Extremities: Nontrauma

Calcium Hydroxyapatite Deposition Disease

Hydroxyapatite deposition disease is a common entity characterized by pain and periarticular deposition of calcium phosphate crystals. The soft tissues around the shoulder are the most common locations for deposits occurring in tendons, the joint capsule, ligaments, and bursae. Although this disease process has been assigned multiple names, it is mostly known as calcific bursitis/tendinitis. Middle-aged patients are most commonly affected, and the condition is slightly more common in men than in women. More than 30% of persons with calcific deposits in the area of the shoulder are asymptomatic. When the deposits are clinically apparent, patients present with varying degrees of pain and disability, which may last for weeks or months if the condition is untreated. It is important to note that the finding of hydroxyapatite deposits within the rotator cuff tendons (“calcific tendinitis”) has no relationship with the subsequent development of rotator cuff tears.

Calcific deposits are more easily identified and characterized with use of radiographs, computed tomography (CT), and ultrasonography (US) than with magnetic resonance imaging (MRI). On radiographs, most calcific deposits appear as homogeneous and amorphous densities that are ovoid, linear, or triangular in shape, with and without internal trabeculations ( Fig. 5-1, A ). The precise appearance and location varies with the phase of the disease process and specific anatomic structure involved. The supraspinatus is the most frequently affected tendon. US is highly sensitive for detecting even very small calcific deposits and may be used to guide puncture, aspiration, and lavage as therapeutic options. Hyperechoic foci with minimal or no significant posterior shadowing are identified, sometimes as ill-defined and fluffy or as discrete, well-defined calcifications that are linear or rounded ( Fig. 5-1, B ). Calcific deposits may be seen on MRI as nodular foci of low signal intensity in all pulse sequences ( Fig. 5-1, C ) and may be easier to identify on gradient-echo sequences, because they may induce a blooming artifact. Inflammatory changes in surrounding soft tissues may be present and identified as heterogeneous hyperintensity in fluid-sensitive (T2-weighted and short T1 inversion recovery [STIR]) sequences.

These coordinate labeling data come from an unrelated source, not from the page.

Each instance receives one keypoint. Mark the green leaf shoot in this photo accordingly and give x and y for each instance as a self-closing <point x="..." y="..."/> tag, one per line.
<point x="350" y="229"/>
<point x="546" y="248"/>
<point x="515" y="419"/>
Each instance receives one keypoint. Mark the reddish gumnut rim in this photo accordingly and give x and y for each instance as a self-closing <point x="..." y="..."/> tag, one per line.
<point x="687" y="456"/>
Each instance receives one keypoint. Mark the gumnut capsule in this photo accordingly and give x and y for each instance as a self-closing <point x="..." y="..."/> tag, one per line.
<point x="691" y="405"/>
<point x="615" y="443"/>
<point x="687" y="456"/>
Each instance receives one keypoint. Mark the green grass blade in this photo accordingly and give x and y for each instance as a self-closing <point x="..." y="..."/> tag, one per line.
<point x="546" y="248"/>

Rotator Cuff Abnormalities and Impingement

The concept of extrinsic subacromial impingement was initially described by Neer in 1972 and continues to be a very controversial topic even today. The notion of impingement is based on the anatomic arrangement of the shoulder joint (fixed component) and on the motion of the humeral head relative to the other components of the shoulder joint (dynamic component). In essence, the rotator cuff tendons (primarily the supraspinatus) and muscles, as well as the subacromial-subdeltoid bursa, located between the coracoacromial arch and the humeral head, may be impinged with motion of the arm. It is thought that this repetitive microtrauma from friction will lead to tendon degeneration, bursal inflammation, and, ultimately, a tear of the cuff. The “critical zone” is particularly susceptible to this pathophysiologic process; this critical zone has been described as a hypovascular area located on the anterior aspect of the supraspinatus tendon, approximately 1 cm from its insertion. Other factors described as potential contributors to the impingement process are narrowing of the subacromial space by enthesophytes arising from the undersurface of the acromion, advanced acromioclavicular joint osteoarthritis with hypertrophic changes, a type III acromion (anteriorly hooked), and the presence of an os acromiale (i.e., a secondary ossification center at the tip of the acromion that persists after skeletal maturity as a separate bone). However, impingement can occur without any visible anatomic predisposing factor, and the presence of anatomic variations does not necessarily indicate that impingement is occurring. Thus the diagnosis of shoulder impingement is made mainly on clinical grounds rather than on the basis of radiographs alone. The radiologist should focus on describing, characterizing, and grading rotator cuff disease, as well as on identifying potential contributing sources to the impingement process.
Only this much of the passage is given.